Anthrax, la banda estadounidense de trash metal con más de treinta años de trayectoria, se presentó recientemente en la Ciudad de México y nuestro colaborador estuvo ahí para atestiguarlo, agitando la cabeza como debe ser.
I. I’m the law
Los dedos de Paco “el Héroe” Ayala se alcanzan a cerrar sobre la primera pieza de plástico. La mano no está satisfecha, y esquivando que eventualmente quede bajo la suela de una bota industrial o unos tenis maltrechos sigue buscando hasta alcanzar otras más. Finalmente son tres.
Luego el brazo reculará atrayéndola hacia la seguridad de la cercanía al cuerpo. Incorporado. Los pies bien plantados para aguantar la siguiente ola de humanidad que vendrá empujada por el sonido expelido desde los amplificadores, que desgarra el éter dentro del Vive Cuervo Salón [de la Ciudad de México].
Ayala lo sabe, se lo ha conseguido, quizá hasta podría gritarlo más allá del coro que se escucha: I’m the laaaww!!! (Es la ley, el héroe que consiguió tres plumillas conmemorativas del concierto de Anthrax en el Distrito Federal. Tres en el treinta aniversario de la banda neoyorquina. Tres para repartir sin injusticias).
II. Be All, End All
Fan 1: ¿Buscas algo?
Fan 2: Sí, mi teléfono.
Fan 1: ¿Qué era?
Fan 2: Un iPhone.
Fan 1: ¿Es éste?
Fan 2: Sí, no mameees. Cabrón, gracias.
Fan 3: No hay pedo. Chido carnal.
Minutos antes el puño de un exacerbado metalhead había impulsado por los aires con un golpee involuntario el iPhone de Ales “el Anthras” Luna. El mosh frente al escenario en el que Joey Belladona, vocalista de Anthrax, arengaba por más energía, se había tragado el smartphone arrastrándolo al mismísimo abdomen de la bestia en el que Luna también terminaría metiéndose luego de haberlo rehuido incluso en los momentos de “Caught in a mosh”.

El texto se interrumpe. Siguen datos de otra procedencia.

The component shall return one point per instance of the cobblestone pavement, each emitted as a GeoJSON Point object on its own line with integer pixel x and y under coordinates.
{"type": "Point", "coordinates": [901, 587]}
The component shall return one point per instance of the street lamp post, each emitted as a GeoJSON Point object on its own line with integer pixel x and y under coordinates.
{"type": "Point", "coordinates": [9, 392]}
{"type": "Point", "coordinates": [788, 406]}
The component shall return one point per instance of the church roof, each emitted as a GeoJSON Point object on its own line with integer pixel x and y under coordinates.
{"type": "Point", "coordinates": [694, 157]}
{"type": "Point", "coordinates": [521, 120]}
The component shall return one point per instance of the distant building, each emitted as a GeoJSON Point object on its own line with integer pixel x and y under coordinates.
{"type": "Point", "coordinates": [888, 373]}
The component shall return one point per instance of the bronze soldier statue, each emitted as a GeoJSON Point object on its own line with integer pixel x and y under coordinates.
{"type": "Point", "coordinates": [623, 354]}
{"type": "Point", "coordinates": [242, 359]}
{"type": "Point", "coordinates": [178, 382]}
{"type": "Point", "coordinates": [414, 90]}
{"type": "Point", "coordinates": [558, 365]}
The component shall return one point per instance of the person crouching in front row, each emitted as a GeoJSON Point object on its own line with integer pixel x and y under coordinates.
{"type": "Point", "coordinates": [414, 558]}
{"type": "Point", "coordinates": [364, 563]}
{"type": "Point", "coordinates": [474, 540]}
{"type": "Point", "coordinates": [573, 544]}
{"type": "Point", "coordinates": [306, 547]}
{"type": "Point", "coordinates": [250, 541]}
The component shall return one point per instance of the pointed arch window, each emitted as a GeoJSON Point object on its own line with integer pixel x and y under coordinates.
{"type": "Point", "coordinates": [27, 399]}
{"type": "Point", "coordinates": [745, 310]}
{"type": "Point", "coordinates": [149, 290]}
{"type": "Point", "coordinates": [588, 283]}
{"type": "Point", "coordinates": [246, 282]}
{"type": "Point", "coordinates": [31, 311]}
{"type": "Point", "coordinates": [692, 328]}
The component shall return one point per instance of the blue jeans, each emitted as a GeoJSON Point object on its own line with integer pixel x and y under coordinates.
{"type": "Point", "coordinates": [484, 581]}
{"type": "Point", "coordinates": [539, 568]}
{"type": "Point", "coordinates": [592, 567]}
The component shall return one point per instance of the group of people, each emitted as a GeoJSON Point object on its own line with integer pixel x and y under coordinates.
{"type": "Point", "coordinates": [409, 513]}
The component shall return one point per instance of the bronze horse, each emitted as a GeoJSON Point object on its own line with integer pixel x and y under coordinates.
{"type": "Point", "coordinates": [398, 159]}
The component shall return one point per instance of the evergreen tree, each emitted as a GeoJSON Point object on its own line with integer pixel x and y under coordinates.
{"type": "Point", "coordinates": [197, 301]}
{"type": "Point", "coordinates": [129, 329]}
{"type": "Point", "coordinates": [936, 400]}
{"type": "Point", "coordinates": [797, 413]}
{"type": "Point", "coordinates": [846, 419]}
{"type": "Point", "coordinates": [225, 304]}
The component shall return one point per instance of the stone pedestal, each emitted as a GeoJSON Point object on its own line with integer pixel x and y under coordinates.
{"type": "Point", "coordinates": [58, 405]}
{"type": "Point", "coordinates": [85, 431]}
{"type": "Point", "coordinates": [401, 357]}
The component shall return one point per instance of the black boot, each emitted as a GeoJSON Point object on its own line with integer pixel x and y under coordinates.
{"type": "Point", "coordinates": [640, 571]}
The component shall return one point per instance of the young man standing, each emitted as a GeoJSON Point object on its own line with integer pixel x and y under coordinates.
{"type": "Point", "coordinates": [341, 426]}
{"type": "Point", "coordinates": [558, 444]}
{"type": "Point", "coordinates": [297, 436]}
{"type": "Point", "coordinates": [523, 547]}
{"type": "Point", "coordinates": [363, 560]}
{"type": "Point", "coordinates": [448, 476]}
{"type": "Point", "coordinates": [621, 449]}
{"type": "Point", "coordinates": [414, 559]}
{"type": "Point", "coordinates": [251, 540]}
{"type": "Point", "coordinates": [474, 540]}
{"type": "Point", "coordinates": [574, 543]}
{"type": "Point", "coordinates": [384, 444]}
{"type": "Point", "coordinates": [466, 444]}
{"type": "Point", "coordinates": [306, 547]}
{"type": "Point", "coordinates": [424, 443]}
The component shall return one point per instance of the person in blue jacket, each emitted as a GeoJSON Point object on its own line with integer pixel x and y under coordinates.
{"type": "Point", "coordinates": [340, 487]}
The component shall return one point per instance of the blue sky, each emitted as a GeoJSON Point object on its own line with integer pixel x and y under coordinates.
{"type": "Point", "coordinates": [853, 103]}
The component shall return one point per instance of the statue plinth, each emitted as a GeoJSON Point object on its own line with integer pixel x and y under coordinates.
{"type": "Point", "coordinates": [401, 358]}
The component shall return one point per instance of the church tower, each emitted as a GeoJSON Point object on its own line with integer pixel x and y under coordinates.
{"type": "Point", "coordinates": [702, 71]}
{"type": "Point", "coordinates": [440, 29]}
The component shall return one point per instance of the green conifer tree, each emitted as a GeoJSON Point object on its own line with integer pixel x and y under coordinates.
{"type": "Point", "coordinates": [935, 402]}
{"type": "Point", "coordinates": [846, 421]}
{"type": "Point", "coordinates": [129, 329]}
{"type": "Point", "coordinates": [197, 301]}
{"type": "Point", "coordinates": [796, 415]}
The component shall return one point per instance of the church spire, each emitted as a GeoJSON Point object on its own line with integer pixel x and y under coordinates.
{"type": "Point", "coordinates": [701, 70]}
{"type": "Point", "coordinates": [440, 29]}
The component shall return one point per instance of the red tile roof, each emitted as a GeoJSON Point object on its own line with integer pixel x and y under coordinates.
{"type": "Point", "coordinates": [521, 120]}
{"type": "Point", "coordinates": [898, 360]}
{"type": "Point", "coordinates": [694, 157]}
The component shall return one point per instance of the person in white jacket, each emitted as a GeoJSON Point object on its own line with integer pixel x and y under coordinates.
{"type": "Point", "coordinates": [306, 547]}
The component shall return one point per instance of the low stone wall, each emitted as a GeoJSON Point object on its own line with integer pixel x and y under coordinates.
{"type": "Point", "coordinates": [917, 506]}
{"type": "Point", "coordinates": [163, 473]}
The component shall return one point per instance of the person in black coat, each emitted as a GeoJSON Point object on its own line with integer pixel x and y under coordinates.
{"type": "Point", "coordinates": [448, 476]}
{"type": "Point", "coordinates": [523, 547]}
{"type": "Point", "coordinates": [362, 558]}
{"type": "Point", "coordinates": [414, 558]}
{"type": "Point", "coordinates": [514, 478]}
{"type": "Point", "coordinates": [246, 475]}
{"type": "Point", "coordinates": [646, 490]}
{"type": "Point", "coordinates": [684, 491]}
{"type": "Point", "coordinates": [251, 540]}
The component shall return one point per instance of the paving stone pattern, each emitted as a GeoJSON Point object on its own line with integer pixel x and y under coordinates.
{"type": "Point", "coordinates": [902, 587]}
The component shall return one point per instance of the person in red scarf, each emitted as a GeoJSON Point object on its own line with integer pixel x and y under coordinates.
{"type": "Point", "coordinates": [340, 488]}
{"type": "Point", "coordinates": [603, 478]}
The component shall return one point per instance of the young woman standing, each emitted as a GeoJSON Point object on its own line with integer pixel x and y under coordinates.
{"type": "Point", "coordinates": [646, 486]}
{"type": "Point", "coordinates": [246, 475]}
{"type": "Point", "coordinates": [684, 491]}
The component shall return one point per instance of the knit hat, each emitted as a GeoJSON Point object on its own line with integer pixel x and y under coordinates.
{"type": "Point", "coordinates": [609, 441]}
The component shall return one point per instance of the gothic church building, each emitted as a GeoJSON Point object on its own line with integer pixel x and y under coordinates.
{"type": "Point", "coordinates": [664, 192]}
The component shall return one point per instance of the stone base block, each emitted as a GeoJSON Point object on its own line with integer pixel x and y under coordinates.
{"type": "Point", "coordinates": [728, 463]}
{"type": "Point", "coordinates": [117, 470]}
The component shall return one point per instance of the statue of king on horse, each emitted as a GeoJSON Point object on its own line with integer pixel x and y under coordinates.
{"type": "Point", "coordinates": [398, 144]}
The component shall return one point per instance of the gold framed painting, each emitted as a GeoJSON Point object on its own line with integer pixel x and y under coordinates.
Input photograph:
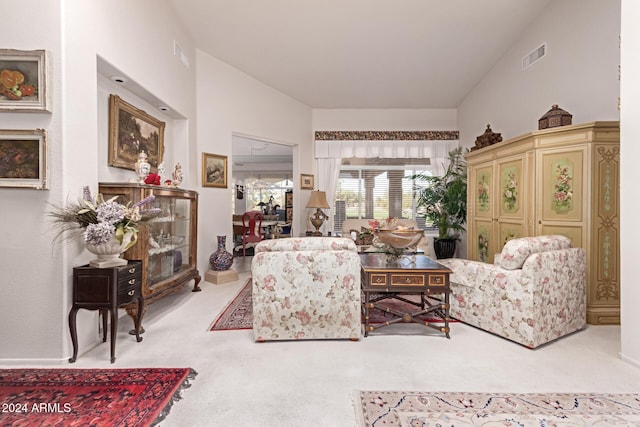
{"type": "Point", "coordinates": [24, 154]}
{"type": "Point", "coordinates": [132, 130]}
{"type": "Point", "coordinates": [214, 170]}
{"type": "Point", "coordinates": [306, 182]}
{"type": "Point", "coordinates": [23, 80]}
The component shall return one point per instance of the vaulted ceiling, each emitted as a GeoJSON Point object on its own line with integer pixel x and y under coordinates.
{"type": "Point", "coordinates": [361, 53]}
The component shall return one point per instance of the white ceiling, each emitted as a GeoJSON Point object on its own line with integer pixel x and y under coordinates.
{"type": "Point", "coordinates": [361, 53]}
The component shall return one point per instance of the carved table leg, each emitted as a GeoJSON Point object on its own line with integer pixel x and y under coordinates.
{"type": "Point", "coordinates": [74, 333]}
{"type": "Point", "coordinates": [114, 331]}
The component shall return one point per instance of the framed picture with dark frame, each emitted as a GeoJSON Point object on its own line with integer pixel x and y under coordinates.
{"type": "Point", "coordinates": [132, 130]}
{"type": "Point", "coordinates": [306, 182]}
{"type": "Point", "coordinates": [214, 170]}
{"type": "Point", "coordinates": [23, 80]}
{"type": "Point", "coordinates": [23, 159]}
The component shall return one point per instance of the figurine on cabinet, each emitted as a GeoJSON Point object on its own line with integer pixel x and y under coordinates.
{"type": "Point", "coordinates": [177, 175]}
{"type": "Point", "coordinates": [142, 166]}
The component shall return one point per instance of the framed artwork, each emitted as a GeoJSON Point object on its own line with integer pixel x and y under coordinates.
{"type": "Point", "coordinates": [23, 159]}
{"type": "Point", "coordinates": [214, 170]}
{"type": "Point", "coordinates": [23, 80]}
{"type": "Point", "coordinates": [306, 182]}
{"type": "Point", "coordinates": [132, 130]}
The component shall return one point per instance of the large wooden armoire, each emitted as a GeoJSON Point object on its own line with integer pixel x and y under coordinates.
{"type": "Point", "coordinates": [563, 180]}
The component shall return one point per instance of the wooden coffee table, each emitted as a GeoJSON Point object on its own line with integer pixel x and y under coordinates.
{"type": "Point", "coordinates": [386, 277]}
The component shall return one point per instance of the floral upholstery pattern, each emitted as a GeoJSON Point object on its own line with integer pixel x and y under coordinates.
{"type": "Point", "coordinates": [543, 300]}
{"type": "Point", "coordinates": [306, 288]}
{"type": "Point", "coordinates": [306, 244]}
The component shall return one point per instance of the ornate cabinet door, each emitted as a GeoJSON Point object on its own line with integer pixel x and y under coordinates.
{"type": "Point", "coordinates": [497, 199]}
{"type": "Point", "coordinates": [511, 202]}
{"type": "Point", "coordinates": [481, 232]}
{"type": "Point", "coordinates": [562, 200]}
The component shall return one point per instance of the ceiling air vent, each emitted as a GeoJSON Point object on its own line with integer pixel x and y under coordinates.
{"type": "Point", "coordinates": [534, 56]}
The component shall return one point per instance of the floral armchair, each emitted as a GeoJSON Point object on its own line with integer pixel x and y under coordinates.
{"type": "Point", "coordinates": [535, 291]}
{"type": "Point", "coordinates": [306, 288]}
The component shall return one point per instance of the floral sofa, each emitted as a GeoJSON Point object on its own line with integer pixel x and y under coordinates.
{"type": "Point", "coordinates": [306, 288]}
{"type": "Point", "coordinates": [535, 291]}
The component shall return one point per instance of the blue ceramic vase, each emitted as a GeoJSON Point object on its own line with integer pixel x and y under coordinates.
{"type": "Point", "coordinates": [221, 260]}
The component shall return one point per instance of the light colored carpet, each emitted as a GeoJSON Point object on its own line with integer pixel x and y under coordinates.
{"type": "Point", "coordinates": [238, 314]}
{"type": "Point", "coordinates": [425, 409]}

Vomitado fuera del círculo del slam, “el Anthras” lamenta mucho más que el video o las fotos en el chip de memoria del teléfono stevejobiano. No es el precio del aparato, es el valor endemoniadamente íntimo que el iPhone lleva marcado por las manos que alguna vez lo sostuvieron. Habrá de saber que ahí, en la subcultura satanizada de los aficionados al metal hay rasgos de humanidad inesperados.
Mientras sigue desesperado, tratando de clavar la mirada entre las decenas de piernas del monstruo del mosh, Fan 1 se acerca a preguntar: “¿Buscas algo?”
Fan (Yo): Claro, a ver si un pinche fanático de Tom Yorke en el Foro Sol te lo habría devuelto. Ni madres.
III. Fight ’em ’til you can’t
Carlos Velázquez, pluma destacada de eso que los críticos literarios llaman la escena posnorteña, me mira fijamente tras los lentes oscuros mientras se pasa la mano por la nariz: “¿Anthrax?, yo pensé que iban a ver a Radiohead”. La desaprobación latente. Me vale. Será un muy buen escritor, pero sus gustos musicales me importan poco. Sí: Anthrax.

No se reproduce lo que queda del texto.